# drift fischen



## heiko666666 (13. Juli 2009)

hallo#h,beim driftfischen steckt man doch denn haken in ne makrele etc.und lääst das dann ins wasser(für oberfläche)
und jetzt ne frage :geht der köder nicht vom eigengewicht dess hakens unter?
danke und antwortet bitte auch auf schwertfisch kroatien...


----------



## Marlin1 (13. Juli 2009)

*AW: drift fischen*

Hallo Heiko,

du lässt im Moment jeden Tag eine ziemlich zusammenhanglose Frage nach der anderen los.
Könntest du das ganze nicht einmal etwas strukturieren ?

Z.B. wann du wo wie und auf was fischen willst ?

Dann könnte man dir mit einer Antwort behilflich sein und nicht jeden  Tag eine neue Frage lesen.

So, jetzt meine Frage, willst du tote oder lebende Makrelen anködern ?
Wenn du lebende nimmst und richtig hakst, schwimmen diese sogar an der freien Leine schnurstraks nach unten, solange du Leine gibst. Da brauchst du dann auch für Broadbills kein Blei,
aber eigentlich verwende ich das für Amberjacks.
Für Broadbills sind Makrelen wohl nicht die besten Köder.

Gruß
Reinhold


----------



## rauber83 (13. Juli 2009)

*AW: drift fischen*



Marlin1 schrieb:


> Hallo Heiko,
> 
> du lässt im Moment jeden Tag eine ziemlich zusammenhanglose Frage nach der anderen los.
> Könntest du das ganze nicht einmal etwas strukturieren ?
> ...



haha du redest mir aus der seele. das nächste mal stell ich mal ne frage rein, wie zum beispiel: welche schnurstärke zum biggame.......

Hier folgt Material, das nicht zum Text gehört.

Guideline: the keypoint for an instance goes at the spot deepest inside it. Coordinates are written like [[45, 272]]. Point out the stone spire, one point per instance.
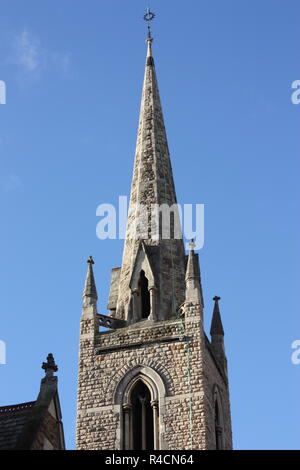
[[152, 186], [217, 336], [193, 291], [89, 295]]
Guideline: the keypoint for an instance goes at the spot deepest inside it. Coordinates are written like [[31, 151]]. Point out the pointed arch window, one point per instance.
[[145, 295], [218, 421], [140, 419]]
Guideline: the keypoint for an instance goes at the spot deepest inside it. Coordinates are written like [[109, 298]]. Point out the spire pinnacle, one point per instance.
[[192, 270], [149, 16], [90, 291], [49, 367], [216, 323]]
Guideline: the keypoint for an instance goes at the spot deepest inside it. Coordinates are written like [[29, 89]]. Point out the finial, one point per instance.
[[49, 367], [192, 245], [149, 16]]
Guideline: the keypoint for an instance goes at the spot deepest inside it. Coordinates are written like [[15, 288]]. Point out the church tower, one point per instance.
[[152, 379]]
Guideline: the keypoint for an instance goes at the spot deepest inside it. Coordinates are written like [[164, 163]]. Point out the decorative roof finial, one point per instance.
[[149, 16], [90, 260], [49, 367]]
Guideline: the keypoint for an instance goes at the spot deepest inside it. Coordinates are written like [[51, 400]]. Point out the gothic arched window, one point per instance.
[[145, 295], [140, 419], [218, 423]]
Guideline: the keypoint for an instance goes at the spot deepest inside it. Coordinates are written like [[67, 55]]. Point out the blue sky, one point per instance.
[[74, 74]]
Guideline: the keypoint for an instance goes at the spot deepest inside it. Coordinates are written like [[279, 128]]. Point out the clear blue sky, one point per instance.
[[74, 74]]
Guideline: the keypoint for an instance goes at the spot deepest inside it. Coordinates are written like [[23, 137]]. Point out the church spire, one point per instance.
[[152, 187], [90, 296]]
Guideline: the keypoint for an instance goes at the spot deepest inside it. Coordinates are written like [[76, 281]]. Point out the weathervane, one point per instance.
[[149, 16]]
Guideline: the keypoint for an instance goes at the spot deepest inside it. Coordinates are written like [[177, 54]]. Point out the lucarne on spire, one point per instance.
[[216, 323]]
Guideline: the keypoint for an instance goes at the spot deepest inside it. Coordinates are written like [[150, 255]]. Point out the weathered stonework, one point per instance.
[[156, 341]]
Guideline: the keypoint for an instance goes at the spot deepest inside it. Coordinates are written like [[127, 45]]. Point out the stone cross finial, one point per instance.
[[192, 244], [49, 367], [149, 16]]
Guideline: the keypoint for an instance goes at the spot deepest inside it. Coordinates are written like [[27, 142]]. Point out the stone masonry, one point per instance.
[[155, 334]]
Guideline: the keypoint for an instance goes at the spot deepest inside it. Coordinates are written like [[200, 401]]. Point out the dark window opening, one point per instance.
[[145, 296], [142, 418], [218, 428]]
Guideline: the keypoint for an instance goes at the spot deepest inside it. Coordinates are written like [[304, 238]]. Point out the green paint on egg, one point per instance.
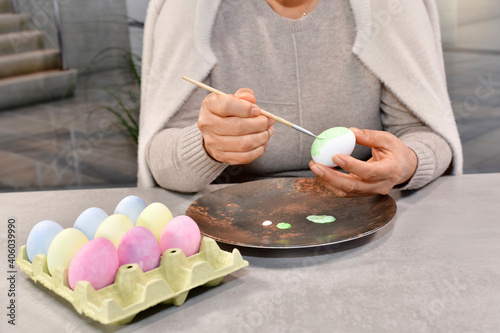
[[321, 218], [326, 136]]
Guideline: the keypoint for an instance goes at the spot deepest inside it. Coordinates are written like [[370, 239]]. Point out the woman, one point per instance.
[[375, 65]]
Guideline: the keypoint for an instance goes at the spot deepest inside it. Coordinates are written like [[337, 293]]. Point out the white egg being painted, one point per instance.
[[336, 140]]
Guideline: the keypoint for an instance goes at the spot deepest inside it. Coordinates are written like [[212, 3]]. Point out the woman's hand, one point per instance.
[[234, 131], [392, 163]]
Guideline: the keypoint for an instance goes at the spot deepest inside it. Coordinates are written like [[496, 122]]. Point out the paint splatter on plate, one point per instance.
[[234, 214]]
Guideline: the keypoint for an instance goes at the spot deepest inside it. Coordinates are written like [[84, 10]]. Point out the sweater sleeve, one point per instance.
[[433, 152], [179, 162]]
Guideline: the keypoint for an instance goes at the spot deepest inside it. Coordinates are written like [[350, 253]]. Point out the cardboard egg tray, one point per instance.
[[133, 290]]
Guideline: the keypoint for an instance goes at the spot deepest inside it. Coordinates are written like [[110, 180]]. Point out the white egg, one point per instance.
[[336, 140]]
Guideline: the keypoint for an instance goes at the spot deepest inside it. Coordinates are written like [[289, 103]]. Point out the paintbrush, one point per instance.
[[264, 112]]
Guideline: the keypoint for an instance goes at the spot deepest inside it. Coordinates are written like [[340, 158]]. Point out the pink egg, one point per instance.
[[95, 262], [183, 233], [139, 246]]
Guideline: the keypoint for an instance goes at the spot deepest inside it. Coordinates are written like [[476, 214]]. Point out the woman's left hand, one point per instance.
[[392, 163]]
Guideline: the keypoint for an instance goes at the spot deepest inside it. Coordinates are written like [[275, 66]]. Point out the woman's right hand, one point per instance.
[[233, 128]]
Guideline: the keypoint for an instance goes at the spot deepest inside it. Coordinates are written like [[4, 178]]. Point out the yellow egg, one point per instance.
[[113, 228], [155, 217], [63, 248]]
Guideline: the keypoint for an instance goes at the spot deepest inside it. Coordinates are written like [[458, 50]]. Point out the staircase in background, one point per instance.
[[29, 73]]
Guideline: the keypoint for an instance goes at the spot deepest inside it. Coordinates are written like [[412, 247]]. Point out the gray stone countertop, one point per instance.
[[434, 268]]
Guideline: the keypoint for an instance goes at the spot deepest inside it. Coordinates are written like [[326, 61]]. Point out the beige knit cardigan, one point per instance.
[[398, 40]]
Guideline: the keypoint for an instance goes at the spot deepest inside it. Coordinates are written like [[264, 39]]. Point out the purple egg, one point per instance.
[[183, 233], [96, 262], [139, 246]]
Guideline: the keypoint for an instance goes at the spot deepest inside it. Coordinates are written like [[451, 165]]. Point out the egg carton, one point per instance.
[[133, 290]]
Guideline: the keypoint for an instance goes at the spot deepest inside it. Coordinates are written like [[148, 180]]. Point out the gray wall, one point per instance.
[[89, 27], [137, 10]]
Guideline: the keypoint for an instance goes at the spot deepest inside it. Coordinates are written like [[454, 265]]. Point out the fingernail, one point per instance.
[[339, 160], [317, 171], [356, 130], [254, 112]]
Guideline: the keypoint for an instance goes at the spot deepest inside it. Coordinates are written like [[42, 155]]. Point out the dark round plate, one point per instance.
[[234, 214]]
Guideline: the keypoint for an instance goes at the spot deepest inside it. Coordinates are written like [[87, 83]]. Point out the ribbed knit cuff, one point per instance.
[[195, 155], [426, 166]]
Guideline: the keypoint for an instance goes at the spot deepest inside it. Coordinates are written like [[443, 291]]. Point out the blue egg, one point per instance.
[[40, 238], [89, 220], [131, 206]]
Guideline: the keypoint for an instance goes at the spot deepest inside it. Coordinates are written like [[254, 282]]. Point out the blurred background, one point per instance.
[[70, 82]]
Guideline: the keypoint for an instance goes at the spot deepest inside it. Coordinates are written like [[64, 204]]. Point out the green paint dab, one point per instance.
[[321, 218], [326, 136]]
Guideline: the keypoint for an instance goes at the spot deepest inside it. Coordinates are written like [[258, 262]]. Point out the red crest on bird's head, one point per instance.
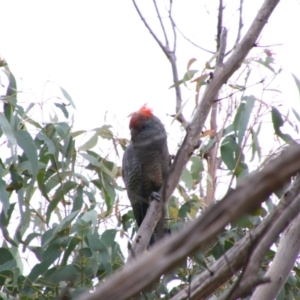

nur als ergänzung.... frueher als noch longliner im desoto canyon im golf von mexiko erlaubt waren wurde nur mit 2 oder 3 makrelen am circle hook als koeder auf schwertfisch gefischt. hab mal für einen alten berufsfischer gearbeitet und der hat mich immer mit meinen squid montagen ausgelacht und dann mal photos gezeigt.... dann war ich sprachlos...


----------



## zulu (14. Juli 2009)

*AW: drift fischen*

Wenn ich daran denke , was man  so im magen von xiphias
schon alles gefunden hat kann es eigendlich egal sein was man an den haken hängt . Seeigel, seegurken und krebse waren dabei wie auch so kleine mikrofische wie massenhaft 7cm cutless, habe ich schon gesehen.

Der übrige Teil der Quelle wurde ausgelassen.